Use sklearn's GridSearchCV with a pipeline, preprocessing just once

Question

I'm using scickit-learn to tune a model hyper-parameters. I'm using a pipeline to have chain the preprocessing with the estimator. A simple version of my problem would look like this:

import numpy as np
from sklearn.model_selection import GridSearchCV
from sklearn.pipeline import make_pipeline
from sklearn.preprocessing import StandardScaler
from sklearn.linear_model import LogisticRegression


grid = GridSearchCV(make_pipeline(StandardScaler(), LogisticRegression()),
                    param_grid={'logisticregression__C': [0.1, 10.]},
                    cv=2,
                    refit=False)

_ = grid.fit(X=np.random.rand(10, 3),
             y=np.random.randint(2, size=(10,)))

In my case the preprocessing (what would be StandardScale() in the toy example) is time consuming, and I'm not tuning any parameter of it.

So, when I execute the example, the StandardScaler is executed 12 times. 2 fit/predict * 2 cv * 3 parameters.
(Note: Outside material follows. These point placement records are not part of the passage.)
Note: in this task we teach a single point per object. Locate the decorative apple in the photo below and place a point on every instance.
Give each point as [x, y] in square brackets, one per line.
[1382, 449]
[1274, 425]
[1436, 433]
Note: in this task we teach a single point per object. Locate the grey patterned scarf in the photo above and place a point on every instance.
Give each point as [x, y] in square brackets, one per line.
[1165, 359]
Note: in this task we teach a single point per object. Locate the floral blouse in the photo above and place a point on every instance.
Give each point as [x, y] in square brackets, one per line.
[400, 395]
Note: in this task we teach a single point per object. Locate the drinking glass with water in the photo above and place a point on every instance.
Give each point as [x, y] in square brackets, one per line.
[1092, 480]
But every time StandardScaler is executed for a different value of the parameter C, it returns the same output, so it'd be much more efficient, to compute it once, and then just run the estimator part of the pipeline.

I can manually split the pipeline between the preprocessing (no hyper parameters tuned) and the estimator. But to apply the preprocessing to the data, I should provide the training set only. So, I would have to implement the splits manually, and not use GridSearchCV at all.

Is there a simple/standard way to avoid repeating the preprocessing while using GridSearchCV?

scikit-learn.org/stable/modules/compose.html
– AnandJ
Commented Aug 22, 2022 at 20:23 — AnandJ, Commented Aug 22, 2022 at 20:23

Vivek Kumar · Accepted Answer · 2020-04-16 05:43:54Z

Update: Ideally, the answer below should not be used as it leads to data leakage as discussed in comments. In this answer, GridSearchCV will tune the hyperparameters on the data already preprocessed by StandardScaler, which is not correct. In most conditions that should not matter much, but algorithms which are too sensitive to scaling will give wrong results.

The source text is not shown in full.